Generative AI second call for evidence:
Purpose limitation in the generative AI
lifecycle
This consultation sets out the ICO’s emerging thinking on generative AI
development and use. It should not be interpreted as indication that any
particular form of data processing discussed below is legally compliant.
This post is part of the ICO’s consultation series on generative AI. This second call
focuses on how the data protection principle of purpose limitation should be applied at
different stages in the generative AI lifecycle. We provide a summary of the analysis
we have undertaken and the policy position we want to consult on.
You can respond to this call for evidence using the survey, or by emailing us
at [Link]@[Link].
The background
A specified, explicit and legitimate purpose
The purpose limitation principle in data protection law requires organisations to be
clear and open about why they are processing personal data, and to ensure that what
they intend to do with it is in line with individuals’ reasonable expectations.
Purpose limitation requires organisations to have a clear purpose for processing any
personal data before they start processing it. If they are not clear about why personal
data is processed, it follows they will not be able to be clear with individuals.
This purpose must be legitimate, meaning that:
1. there must a lawful basis for processing it; 1 and
2. the purpose is not in breach of other laws, such as intellectual property or contract
laws.
The purpose must also be specified and explicit: organisations need to be clear about
why they are processing the personal data. Organisations must be clear about this
both in their internal documentation and governance structures but also with the
people to whom the personal data relates.
Different stages, different purposes
The generative AI model lifecycle involves several stages. Each stage may involve
processing different types of personal data and for different purposes. Data protection
considerations are relevant for any activity that involves processing personal data.

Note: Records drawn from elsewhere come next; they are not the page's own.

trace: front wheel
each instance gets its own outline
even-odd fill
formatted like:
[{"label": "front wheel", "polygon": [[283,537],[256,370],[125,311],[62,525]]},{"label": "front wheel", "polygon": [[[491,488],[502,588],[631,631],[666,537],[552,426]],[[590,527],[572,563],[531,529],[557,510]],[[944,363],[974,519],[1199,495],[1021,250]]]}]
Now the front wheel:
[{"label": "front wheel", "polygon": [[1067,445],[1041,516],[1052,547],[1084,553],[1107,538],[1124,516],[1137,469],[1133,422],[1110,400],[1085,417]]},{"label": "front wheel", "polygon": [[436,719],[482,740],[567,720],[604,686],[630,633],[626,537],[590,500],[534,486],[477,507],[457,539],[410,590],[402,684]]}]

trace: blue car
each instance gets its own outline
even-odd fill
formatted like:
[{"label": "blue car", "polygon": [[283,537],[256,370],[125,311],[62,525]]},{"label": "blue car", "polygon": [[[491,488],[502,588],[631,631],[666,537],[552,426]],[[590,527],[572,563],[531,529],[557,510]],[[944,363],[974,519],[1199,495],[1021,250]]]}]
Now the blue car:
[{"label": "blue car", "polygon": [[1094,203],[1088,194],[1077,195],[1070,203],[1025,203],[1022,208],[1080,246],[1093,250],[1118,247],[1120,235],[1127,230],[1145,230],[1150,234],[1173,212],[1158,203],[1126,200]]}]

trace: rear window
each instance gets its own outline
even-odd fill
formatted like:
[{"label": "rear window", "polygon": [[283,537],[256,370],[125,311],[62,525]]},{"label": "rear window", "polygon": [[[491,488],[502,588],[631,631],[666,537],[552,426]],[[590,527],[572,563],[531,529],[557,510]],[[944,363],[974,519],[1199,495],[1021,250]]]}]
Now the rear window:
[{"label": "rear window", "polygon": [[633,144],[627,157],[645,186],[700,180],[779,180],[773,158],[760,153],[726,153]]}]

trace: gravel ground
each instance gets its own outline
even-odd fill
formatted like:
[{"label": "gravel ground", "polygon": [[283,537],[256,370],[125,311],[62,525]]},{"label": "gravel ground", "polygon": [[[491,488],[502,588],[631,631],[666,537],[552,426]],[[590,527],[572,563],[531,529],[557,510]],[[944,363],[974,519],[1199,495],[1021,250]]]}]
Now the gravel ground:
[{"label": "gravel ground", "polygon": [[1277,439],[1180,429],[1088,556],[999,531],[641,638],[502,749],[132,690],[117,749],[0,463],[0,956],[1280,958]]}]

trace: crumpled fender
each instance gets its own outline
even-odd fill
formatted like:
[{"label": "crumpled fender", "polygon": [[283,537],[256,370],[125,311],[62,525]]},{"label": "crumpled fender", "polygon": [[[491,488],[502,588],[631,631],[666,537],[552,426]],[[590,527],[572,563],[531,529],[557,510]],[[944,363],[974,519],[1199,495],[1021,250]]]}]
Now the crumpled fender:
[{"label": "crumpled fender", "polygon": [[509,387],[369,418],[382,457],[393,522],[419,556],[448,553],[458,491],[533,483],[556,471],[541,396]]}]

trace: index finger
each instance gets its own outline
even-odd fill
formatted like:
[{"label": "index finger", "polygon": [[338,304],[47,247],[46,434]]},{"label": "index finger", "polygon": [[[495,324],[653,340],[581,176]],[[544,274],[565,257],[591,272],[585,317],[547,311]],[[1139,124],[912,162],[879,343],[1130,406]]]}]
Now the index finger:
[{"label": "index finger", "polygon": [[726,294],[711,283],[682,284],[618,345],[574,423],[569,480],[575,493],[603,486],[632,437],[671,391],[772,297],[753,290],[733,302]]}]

For example, the purpose of training a core model will require training data and test
data, while the purpose of adapting the core model may require fine-tuning data from
a third-party developing its own application.
Different organisations may have control over these different purposes (eg whether a
model will be fine-tuned to power an application) helping delineate the boundaries of
purposes.
Why is purpose limitation important?
Having a specified purpose in each stage will allow an organisation to appropriately
understand the scope of each processing activity, evaluate its compliance with data
protection and help them evidence that.
For example, a developer may collect training data and also train a generative AI
model on that data. After model training, the developer may decide to develop an
application with which to deploy the model to serve some business objective. It is
essential that the organisation doing the model development and deployment
understands and documents those two purposes separately.
Without appropriate separation of purposes, the developer cannot assess how they
meet the other data protection principles, including whether:
the data is necessary for the purpose (minimisation principle);
the use of the data for that purpose is lawful (lawfulness principle);
the purpose has been explained to the people the data relates to (transparency
principle);
the purpose falls within people’s reasonable expectations or it can be explained why
any unexpected processing is justified (fairness principle); and
whether the stated purpose aligns with the scope of the processing activity and the
organisation’s ability to determine that scope.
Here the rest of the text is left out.